Location
- 16 Phin Avenue Toronto, Ontario, M4J 3T2 Canada

Information
- School type: High school
- School board: Toronto District School Board
- Superintendent: Uton Robinson
- Area trustee: Jennifer Story
- Principal: Denis Lopes
- Grades: 10-12
- Enrolment: 50
- Language: English
- Schedule type: Semestered

= Subway Academy I =

Subway Academy I is a public alternative high school in Toronto, Ontario, Canada. Originally, Subway Academy I was simply called "Subway Academy", but after Subway Academy II opened, the name was changed to "Subway Academy I". It was founded in September 1973, making it one of the oldest secondary alternative schools in Toronto. The original staff were Achim Krull, Judith Robertson and Murray Shukyn. The school was a reflection of the Ivan Illich "deschooling" movement, which proposed that people would learn best from community resources. As a result, a directory of resources along the Toronto subway system was created, and the school derives its name from that initiative. The community resource aspect of the program however faded very quickly. Students were more interested in formal credit courses and academic courses leading to admission to university or college.
Subway Academy started as an independent studies program. It was intended to make education available to students with family or other obligations which limited their ability to attend school during regular hours and who could not attend night school. The school enrolled students at any time during the year, not just in September. Originally, there was no upper age limit on enrolment. The school attracted many adults.
The independent studies program at Subway Academy operated very differently from regular high school programs. Students met their teachers by appointment several times a week, but there were no formal classes. During the appointments, students reviewed their progress with their teachers, wrote tests, handed in assignments, and received new work. Students could work at the school, or at home, or at the local library, wherever they were comfortable.
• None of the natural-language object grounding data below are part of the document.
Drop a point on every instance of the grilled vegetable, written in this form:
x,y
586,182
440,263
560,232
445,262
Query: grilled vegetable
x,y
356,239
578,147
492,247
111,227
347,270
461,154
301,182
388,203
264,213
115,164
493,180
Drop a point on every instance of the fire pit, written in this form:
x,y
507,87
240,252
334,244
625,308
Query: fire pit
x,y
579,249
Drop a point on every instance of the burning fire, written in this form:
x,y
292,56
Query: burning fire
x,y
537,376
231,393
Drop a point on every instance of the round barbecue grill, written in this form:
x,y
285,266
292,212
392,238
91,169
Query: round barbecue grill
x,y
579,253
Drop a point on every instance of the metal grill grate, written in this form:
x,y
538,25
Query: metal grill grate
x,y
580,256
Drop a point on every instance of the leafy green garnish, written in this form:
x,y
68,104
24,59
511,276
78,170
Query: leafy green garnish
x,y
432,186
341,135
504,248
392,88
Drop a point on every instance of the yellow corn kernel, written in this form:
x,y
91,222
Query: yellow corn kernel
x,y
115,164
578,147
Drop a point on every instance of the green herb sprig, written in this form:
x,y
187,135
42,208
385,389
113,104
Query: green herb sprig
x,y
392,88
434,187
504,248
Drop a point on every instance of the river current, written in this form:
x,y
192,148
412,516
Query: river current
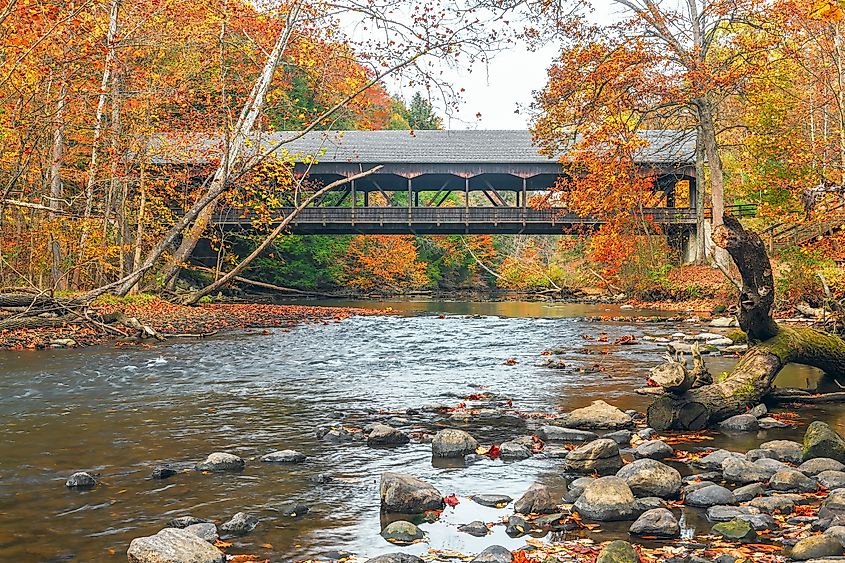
x,y
119,412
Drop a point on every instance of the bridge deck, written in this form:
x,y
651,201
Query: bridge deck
x,y
446,220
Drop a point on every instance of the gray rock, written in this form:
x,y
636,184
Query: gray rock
x,y
493,501
817,465
401,493
536,500
172,545
618,551
206,531
658,522
384,435
451,442
607,499
748,492
552,433
601,456
221,461
816,547
785,450
80,480
599,415
740,423
792,480
654,449
494,554
776,504
284,456
820,440
402,533
649,477
240,525
513,450
476,528
737,530
710,496
741,471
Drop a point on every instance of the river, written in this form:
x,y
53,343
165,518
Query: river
x,y
121,411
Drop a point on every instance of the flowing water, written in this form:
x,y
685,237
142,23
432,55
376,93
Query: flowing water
x,y
120,411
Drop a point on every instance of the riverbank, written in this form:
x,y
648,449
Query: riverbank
x,y
171,320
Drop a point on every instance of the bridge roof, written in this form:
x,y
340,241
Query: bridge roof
x,y
413,147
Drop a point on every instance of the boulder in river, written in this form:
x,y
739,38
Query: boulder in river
x,y
284,456
405,494
384,435
221,461
172,545
402,532
601,456
649,477
658,522
452,442
607,499
820,440
80,480
536,500
598,416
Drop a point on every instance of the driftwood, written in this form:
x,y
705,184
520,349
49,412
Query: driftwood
x,y
772,346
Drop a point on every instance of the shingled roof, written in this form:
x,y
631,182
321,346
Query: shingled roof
x,y
384,147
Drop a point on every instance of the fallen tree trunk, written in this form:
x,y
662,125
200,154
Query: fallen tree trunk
x,y
773,346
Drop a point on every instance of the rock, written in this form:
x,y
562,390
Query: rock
x,y
172,545
476,528
292,509
618,551
658,522
221,461
815,547
820,440
162,472
785,450
451,442
395,558
722,513
648,477
206,531
736,530
776,504
536,500
80,480
513,450
710,496
792,480
817,465
552,433
607,499
654,449
748,492
494,554
493,501
284,456
384,435
601,456
402,533
240,525
401,493
740,423
741,471
621,437
599,415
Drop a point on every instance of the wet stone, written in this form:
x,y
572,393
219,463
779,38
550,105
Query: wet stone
x,y
402,532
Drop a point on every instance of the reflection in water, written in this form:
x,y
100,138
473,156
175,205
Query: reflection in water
x,y
119,412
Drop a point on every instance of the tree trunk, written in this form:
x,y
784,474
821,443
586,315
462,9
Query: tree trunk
x,y
752,378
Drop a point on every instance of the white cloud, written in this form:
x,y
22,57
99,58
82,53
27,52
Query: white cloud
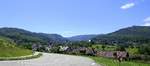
x,y
127,6
147,24
147,21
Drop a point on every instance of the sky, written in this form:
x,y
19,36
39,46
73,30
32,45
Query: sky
x,y
74,17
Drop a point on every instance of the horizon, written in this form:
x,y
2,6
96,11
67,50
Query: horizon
x,y
70,18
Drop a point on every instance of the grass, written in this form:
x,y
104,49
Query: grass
x,y
110,62
107,47
13,52
9,49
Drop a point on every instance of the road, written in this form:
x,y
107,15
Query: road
x,y
52,60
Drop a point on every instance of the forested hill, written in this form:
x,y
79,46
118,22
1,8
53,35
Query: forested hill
x,y
21,36
82,37
129,35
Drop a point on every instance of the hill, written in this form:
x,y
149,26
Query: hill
x,y
9,49
129,35
81,37
24,37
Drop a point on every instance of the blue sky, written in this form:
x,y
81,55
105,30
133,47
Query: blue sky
x,y
74,17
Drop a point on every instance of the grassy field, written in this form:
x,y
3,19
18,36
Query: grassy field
x,y
111,62
8,49
13,52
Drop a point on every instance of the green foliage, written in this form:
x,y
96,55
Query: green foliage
x,y
133,50
9,49
107,47
126,36
144,49
27,38
111,62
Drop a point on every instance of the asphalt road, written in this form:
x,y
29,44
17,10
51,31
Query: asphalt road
x,y
52,60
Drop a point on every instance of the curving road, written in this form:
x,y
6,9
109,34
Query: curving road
x,y
52,60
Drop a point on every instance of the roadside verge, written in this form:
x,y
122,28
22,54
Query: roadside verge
x,y
35,55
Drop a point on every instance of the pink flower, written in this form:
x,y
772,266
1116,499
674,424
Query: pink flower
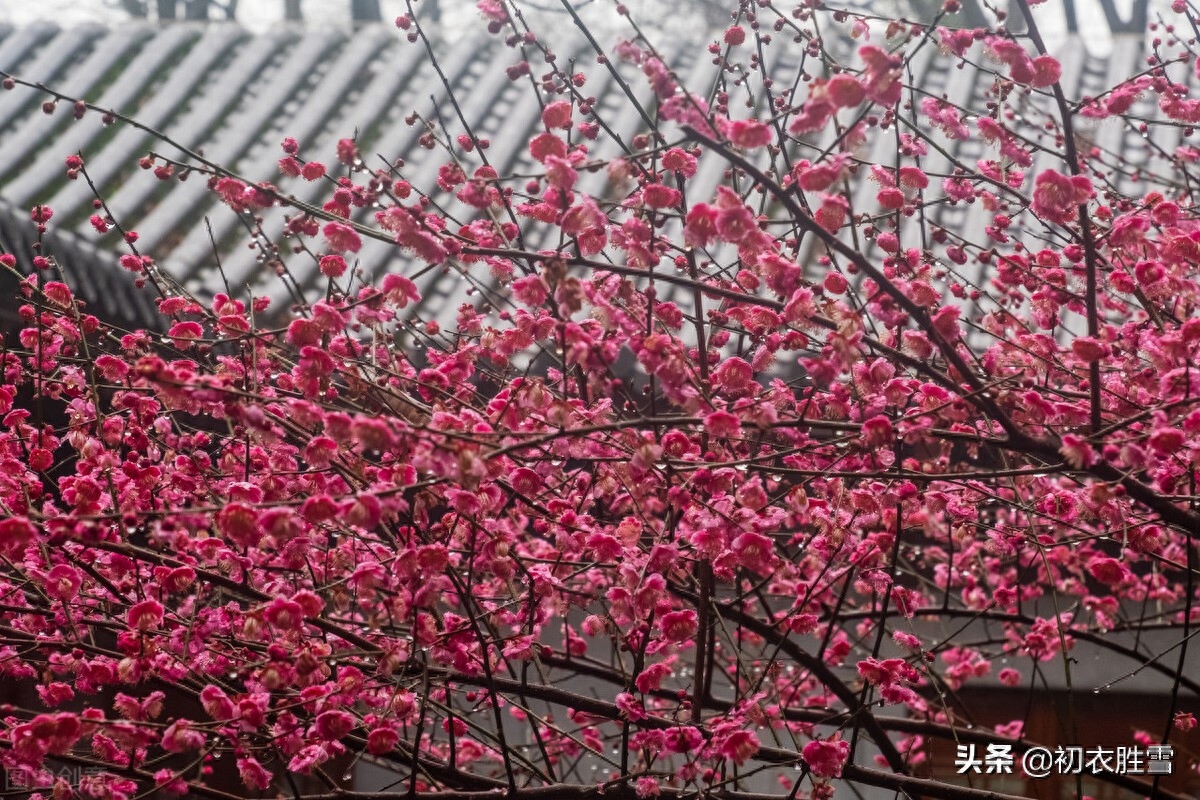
x,y
342,238
145,615
1047,71
723,425
845,90
557,114
1057,197
678,626
382,740
1109,571
239,523
333,266
1009,677
739,746
334,725
63,582
826,757
657,196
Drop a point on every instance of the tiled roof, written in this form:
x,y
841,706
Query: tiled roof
x,y
235,96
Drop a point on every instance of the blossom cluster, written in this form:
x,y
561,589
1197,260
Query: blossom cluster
x,y
711,492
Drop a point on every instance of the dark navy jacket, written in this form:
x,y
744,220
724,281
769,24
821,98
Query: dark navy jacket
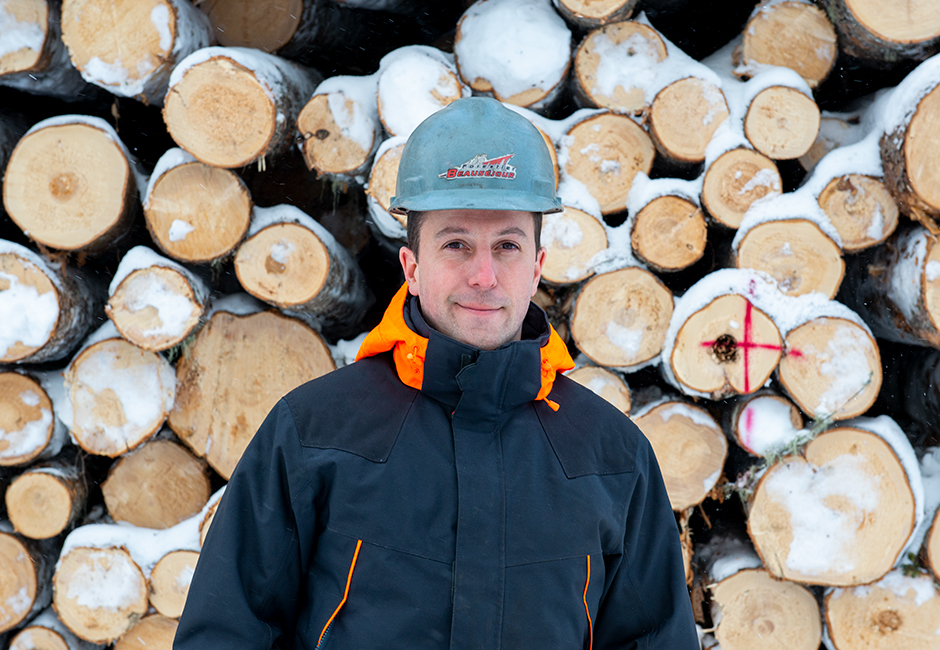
x,y
368,514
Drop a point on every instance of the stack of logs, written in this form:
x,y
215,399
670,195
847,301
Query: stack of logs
x,y
741,272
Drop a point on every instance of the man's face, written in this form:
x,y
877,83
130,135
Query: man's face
x,y
478,270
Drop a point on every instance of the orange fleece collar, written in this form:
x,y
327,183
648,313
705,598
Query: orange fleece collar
x,y
409,349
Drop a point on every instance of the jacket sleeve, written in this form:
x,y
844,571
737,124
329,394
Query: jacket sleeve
x,y
250,575
646,604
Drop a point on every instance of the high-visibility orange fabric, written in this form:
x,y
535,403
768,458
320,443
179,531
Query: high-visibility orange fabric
x,y
409,349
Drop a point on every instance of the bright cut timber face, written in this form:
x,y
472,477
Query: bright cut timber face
x,y
136,45
727,348
33,12
18,589
690,448
898,611
605,153
759,612
220,113
198,213
832,368
914,21
325,148
266,26
623,39
571,238
66,185
921,155
797,253
792,34
839,515
861,209
621,317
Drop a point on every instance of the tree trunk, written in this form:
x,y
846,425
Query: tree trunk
x,y
195,212
295,264
620,318
251,96
240,366
130,47
689,446
794,34
804,513
155,303
48,307
70,184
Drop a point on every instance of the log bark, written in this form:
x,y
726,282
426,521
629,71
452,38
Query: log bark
x,y
735,180
155,303
796,253
794,34
71,184
620,318
170,580
832,368
46,499
129,47
292,262
604,383
689,446
195,212
804,514
157,485
99,593
683,118
605,152
240,366
252,97
571,239
589,14
531,73
41,64
30,429
118,394
603,62
898,611
49,307
862,210
782,122
911,32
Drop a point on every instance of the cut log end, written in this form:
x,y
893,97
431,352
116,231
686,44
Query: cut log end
x,y
690,448
604,383
804,517
571,239
669,233
729,347
198,213
797,253
832,368
620,318
734,181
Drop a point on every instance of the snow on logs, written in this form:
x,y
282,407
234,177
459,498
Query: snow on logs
x,y
532,72
230,106
154,302
71,184
129,47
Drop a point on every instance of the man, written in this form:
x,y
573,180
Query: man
x,y
450,489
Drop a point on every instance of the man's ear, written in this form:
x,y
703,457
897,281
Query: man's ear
x,y
409,264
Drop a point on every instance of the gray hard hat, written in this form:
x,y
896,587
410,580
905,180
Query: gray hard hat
x,y
475,154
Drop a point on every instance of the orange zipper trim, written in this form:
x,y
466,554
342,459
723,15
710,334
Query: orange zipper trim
x,y
346,593
587,582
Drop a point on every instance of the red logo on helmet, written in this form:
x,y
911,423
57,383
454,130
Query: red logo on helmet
x,y
480,166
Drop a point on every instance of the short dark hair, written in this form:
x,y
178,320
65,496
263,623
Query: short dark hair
x,y
415,217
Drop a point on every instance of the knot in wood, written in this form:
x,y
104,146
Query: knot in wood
x,y
725,349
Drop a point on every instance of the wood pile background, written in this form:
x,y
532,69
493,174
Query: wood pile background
x,y
194,222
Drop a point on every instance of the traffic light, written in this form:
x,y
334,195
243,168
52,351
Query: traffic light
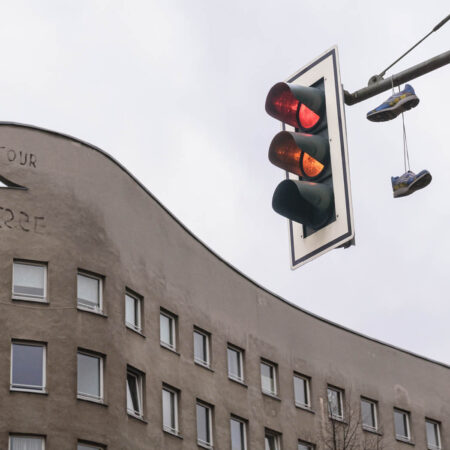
x,y
315,196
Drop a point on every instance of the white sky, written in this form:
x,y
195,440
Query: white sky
x,y
175,91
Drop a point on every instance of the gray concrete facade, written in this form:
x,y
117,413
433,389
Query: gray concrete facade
x,y
83,211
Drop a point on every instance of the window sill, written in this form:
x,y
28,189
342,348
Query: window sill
x,y
271,395
135,331
134,416
92,311
91,400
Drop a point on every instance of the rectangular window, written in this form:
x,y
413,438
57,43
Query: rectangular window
x,y
204,425
201,348
271,440
26,443
238,434
369,414
401,421
235,364
268,378
335,403
29,281
27,366
433,435
170,410
133,312
89,292
301,391
134,393
167,324
89,376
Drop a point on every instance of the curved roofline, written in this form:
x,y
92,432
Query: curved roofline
x,y
315,316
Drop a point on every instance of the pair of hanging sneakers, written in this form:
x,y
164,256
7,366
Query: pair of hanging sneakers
x,y
409,182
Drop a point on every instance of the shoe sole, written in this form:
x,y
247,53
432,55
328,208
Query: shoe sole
x,y
391,113
420,183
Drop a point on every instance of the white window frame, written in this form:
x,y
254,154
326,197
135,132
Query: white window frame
x,y
200,442
375,415
43,388
172,324
138,303
240,353
408,427
174,392
244,429
438,428
30,298
84,396
96,309
306,380
139,383
340,393
206,337
273,366
12,436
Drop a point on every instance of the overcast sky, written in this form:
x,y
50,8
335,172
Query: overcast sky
x,y
175,91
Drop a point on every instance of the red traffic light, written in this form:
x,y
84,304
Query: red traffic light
x,y
299,106
303,154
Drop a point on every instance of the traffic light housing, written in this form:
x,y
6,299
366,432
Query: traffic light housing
x,y
315,196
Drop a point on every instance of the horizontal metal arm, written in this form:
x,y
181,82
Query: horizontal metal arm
x,y
396,80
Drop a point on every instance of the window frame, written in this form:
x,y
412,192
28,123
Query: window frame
x,y
175,393
438,434
32,436
208,408
307,381
273,367
89,397
406,414
139,376
243,424
97,309
341,394
240,353
43,388
138,312
173,332
207,338
30,298
374,409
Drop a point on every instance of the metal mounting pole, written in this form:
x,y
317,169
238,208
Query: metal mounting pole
x,y
396,80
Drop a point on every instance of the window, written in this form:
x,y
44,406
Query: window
x,y
401,421
238,434
335,406
26,443
134,393
268,378
167,324
204,425
27,367
235,364
133,312
89,292
301,391
90,376
369,414
271,440
29,281
201,348
170,410
433,435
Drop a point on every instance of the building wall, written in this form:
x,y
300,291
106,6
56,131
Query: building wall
x,y
86,212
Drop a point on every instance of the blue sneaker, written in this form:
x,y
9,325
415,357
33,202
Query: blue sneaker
x,y
394,105
409,182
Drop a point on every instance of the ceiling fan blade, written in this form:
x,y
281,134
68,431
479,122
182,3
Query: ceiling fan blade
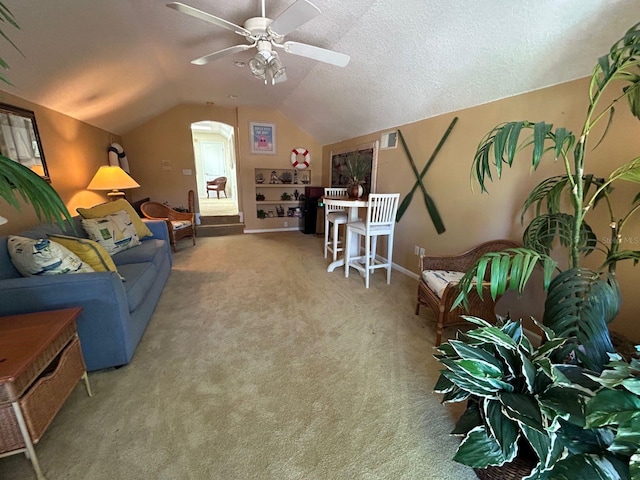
x,y
296,14
317,53
221,53
207,17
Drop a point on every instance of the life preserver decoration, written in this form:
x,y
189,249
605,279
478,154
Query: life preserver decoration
x,y
305,155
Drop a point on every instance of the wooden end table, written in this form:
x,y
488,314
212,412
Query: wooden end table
x,y
40,364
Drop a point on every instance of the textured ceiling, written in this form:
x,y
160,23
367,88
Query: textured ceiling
x,y
117,63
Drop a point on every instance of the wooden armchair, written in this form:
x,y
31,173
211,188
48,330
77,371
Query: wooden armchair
x,y
441,305
179,224
217,185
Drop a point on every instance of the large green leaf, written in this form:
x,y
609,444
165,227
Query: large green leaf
x,y
503,429
580,304
501,145
479,450
46,202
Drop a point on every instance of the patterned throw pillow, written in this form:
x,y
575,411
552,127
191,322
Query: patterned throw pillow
x,y
114,232
43,257
108,208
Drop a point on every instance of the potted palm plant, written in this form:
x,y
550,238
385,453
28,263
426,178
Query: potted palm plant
x,y
16,180
552,396
581,302
358,167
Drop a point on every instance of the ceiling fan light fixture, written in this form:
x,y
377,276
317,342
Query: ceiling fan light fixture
x,y
276,69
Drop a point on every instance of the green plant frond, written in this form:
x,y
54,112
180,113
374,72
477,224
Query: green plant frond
x,y
630,171
509,270
500,146
620,255
46,202
548,190
633,97
579,304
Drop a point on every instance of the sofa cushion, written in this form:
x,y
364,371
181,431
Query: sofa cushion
x,y
43,257
140,278
108,208
89,252
114,232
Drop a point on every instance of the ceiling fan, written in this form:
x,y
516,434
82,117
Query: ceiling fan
x,y
264,33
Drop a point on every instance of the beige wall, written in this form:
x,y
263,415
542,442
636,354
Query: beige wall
x,y
160,149
73,151
471,217
288,137
167,138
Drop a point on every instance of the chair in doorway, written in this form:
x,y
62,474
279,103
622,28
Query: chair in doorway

Students started courses when they joined, and finished courses whenever they had completed all the required work. Additional courses could be started at any time. Today Subway Academy combined formal classes with independent studies, and students are required to complete courses during a regular semestered timeframe.
Subway Academy One continues to share a building with Eastern Commerce Collegiate Institute. Today it offers courses from grades 9 to 12 at both the academic and applied level. As the enrolment at Subway Academy increased, it was divided into two branches. Subway Academy II was opened in the west end of Toronto. Judith Robertson became the first coordinator of that program. It continues today as an independent studies program.